Transferable Insights: - The co-evolution idea is generalizable: Beyond GUI Agents, any task decomposable into "policy + execution" (e.g., high-level planning + low-level control in robotic manipulation) can benefit from this positive feedback loop design. - C-DREM has general applicability: Confidence-weighted reward ensembling from multiple models can be extended to other RL-from-AI-feedback scenarios.

Rating

  • Novelty: ⭐⭐⭐⭐ Combining Planning-Grounding decoupling with GRPO co-training is novel, and the confidence-weighted ensemble in C-DREM is also a clever design; however, no individual component is entirely new.

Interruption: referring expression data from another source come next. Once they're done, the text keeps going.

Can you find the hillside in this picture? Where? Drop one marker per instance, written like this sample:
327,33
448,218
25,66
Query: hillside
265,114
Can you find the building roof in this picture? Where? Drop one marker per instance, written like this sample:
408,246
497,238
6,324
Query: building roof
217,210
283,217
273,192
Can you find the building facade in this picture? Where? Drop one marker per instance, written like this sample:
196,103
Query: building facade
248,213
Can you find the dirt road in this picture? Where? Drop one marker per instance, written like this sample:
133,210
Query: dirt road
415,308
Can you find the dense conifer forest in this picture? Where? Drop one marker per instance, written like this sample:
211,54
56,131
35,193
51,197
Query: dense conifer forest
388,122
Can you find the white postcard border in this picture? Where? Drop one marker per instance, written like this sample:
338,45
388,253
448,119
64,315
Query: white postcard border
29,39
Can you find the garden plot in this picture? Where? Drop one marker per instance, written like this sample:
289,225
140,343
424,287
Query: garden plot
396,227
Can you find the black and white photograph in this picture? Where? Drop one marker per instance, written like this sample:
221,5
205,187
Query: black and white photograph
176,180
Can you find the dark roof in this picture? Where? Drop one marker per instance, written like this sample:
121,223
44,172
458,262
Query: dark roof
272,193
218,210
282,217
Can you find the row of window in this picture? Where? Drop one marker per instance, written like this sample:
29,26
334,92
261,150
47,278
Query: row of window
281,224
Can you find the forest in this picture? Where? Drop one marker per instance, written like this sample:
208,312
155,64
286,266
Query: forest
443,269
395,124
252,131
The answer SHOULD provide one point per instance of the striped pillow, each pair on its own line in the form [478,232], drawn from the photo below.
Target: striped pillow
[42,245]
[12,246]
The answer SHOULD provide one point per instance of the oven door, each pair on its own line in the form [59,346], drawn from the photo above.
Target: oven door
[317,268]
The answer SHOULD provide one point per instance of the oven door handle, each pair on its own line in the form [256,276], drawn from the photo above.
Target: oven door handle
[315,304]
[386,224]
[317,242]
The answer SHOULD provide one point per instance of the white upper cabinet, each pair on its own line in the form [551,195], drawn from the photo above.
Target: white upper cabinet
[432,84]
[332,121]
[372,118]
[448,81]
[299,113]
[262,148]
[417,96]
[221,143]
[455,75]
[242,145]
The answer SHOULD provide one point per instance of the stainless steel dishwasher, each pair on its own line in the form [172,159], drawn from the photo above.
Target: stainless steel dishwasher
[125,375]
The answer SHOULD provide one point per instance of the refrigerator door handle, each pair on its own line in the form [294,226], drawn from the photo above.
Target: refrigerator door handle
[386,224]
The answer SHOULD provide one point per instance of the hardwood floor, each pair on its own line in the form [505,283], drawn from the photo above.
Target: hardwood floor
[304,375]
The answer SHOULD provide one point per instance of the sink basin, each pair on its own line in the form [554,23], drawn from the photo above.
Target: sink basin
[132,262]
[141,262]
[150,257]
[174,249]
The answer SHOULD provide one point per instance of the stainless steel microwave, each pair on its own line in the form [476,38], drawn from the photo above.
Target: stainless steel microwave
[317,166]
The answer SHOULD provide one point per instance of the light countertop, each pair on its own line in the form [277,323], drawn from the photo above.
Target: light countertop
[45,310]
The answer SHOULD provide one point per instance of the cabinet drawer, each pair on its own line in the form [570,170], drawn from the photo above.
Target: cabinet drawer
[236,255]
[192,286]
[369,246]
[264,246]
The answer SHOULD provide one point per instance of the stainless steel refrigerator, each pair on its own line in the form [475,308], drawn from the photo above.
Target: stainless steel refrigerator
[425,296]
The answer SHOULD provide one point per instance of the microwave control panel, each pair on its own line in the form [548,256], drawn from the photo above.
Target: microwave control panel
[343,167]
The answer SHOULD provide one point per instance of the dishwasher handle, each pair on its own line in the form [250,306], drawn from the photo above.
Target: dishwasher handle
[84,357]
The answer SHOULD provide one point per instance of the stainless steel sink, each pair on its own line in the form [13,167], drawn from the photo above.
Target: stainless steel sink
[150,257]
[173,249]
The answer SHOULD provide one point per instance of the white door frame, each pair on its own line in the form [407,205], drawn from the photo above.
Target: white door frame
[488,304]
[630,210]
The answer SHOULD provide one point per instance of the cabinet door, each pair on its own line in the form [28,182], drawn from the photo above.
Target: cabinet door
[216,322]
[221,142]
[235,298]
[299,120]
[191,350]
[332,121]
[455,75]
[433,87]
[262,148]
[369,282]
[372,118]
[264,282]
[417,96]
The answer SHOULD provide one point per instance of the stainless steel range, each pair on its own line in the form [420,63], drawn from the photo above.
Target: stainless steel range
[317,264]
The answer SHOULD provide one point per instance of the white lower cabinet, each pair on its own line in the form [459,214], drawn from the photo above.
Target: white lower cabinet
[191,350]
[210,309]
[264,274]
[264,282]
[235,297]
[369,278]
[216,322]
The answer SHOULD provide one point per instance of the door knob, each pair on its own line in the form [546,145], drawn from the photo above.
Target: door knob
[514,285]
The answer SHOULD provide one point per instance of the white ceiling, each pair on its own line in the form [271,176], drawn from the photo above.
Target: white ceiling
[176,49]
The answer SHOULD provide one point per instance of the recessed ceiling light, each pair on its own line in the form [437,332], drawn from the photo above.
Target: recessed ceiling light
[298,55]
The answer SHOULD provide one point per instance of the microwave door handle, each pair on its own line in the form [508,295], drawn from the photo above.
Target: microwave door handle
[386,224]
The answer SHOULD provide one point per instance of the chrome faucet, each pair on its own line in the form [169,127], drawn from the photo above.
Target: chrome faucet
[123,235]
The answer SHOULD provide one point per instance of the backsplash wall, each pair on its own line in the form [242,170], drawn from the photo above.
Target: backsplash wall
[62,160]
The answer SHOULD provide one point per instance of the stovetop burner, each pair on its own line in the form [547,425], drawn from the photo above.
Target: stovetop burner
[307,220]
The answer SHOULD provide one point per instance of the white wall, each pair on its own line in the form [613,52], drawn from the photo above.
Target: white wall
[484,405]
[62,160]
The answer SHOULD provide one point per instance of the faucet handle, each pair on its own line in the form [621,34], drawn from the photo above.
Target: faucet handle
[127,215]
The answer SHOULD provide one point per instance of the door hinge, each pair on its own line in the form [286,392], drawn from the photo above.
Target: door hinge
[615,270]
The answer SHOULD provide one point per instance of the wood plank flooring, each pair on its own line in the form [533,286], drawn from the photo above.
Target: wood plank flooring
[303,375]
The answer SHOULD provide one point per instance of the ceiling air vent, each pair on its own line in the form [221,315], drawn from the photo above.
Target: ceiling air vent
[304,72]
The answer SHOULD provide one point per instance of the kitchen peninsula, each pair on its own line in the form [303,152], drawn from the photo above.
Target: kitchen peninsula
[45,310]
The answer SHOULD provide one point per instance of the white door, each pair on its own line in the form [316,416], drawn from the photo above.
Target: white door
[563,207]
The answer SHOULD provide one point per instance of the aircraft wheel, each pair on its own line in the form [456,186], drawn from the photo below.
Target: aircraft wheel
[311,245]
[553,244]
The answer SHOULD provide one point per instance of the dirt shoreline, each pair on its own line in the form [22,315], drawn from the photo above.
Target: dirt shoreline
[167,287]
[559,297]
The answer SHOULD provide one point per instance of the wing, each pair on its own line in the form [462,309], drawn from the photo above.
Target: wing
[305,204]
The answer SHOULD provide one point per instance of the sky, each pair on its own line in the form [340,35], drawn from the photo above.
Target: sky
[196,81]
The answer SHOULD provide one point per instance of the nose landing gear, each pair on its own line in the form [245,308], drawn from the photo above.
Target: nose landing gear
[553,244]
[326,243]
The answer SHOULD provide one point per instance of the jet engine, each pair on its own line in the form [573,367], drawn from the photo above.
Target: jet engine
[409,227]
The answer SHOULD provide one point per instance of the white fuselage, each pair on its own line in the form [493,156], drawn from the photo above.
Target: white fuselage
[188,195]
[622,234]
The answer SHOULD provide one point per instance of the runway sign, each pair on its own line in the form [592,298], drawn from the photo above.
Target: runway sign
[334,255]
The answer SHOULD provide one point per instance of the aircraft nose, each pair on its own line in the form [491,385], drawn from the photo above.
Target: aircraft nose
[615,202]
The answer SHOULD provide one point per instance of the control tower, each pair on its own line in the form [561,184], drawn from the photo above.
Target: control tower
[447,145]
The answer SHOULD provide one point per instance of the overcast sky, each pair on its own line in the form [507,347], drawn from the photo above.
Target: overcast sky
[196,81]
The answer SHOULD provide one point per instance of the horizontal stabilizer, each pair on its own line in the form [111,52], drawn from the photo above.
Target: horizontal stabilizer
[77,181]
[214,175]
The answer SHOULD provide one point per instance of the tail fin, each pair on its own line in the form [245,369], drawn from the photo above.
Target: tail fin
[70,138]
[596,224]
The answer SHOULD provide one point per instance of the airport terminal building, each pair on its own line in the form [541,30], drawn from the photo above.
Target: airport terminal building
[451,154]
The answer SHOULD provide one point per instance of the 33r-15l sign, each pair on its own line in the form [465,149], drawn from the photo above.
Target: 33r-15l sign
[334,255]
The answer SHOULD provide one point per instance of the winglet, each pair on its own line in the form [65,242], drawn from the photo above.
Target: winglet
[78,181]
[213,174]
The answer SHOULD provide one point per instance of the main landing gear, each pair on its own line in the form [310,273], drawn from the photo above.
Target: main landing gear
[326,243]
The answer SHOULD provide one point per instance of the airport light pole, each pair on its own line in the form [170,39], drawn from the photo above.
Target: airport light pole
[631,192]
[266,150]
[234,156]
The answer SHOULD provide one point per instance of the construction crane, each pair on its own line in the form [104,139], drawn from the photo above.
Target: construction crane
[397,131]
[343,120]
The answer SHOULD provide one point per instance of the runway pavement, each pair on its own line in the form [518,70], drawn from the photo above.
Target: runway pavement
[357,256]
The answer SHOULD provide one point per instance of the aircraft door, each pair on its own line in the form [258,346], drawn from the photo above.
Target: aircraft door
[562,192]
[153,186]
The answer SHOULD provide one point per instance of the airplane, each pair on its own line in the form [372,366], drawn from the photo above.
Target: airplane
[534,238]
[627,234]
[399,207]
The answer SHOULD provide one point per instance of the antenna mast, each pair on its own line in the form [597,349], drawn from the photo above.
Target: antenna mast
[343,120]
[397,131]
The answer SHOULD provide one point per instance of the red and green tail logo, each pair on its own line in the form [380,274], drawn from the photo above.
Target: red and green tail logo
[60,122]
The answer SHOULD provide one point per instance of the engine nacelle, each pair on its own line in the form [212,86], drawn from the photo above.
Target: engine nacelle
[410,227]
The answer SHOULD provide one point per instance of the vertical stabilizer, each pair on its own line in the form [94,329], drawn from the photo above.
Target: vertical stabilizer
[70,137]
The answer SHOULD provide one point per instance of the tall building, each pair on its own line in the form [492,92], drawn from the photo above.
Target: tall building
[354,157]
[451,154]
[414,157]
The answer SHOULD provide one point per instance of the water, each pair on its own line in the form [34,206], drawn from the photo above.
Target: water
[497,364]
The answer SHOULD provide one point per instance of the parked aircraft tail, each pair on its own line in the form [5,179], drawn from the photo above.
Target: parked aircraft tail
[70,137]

  • Experimental Thoroughness: ⭐⭐⭐⭐ Validated across Web/Mobile/Desktop benchmarks with ablations covering major components, but lacks trajectory-level evaluation and online interaction experiments.
  • Writing Quality: ⭐⭐⭐⭐ Overall logic is clear, architectural diagrams are intuitive, and mathematical derivations are complete; however, the layout of Section 4 relative to Table 1 is somewhat disorganized.
  • Value: ⭐⭐⭐⭐ High data efficiency is a significant advantage, but the GRPO training pipeline requires multiple large models for reward evaluation, creating a relatively high deployment barrier.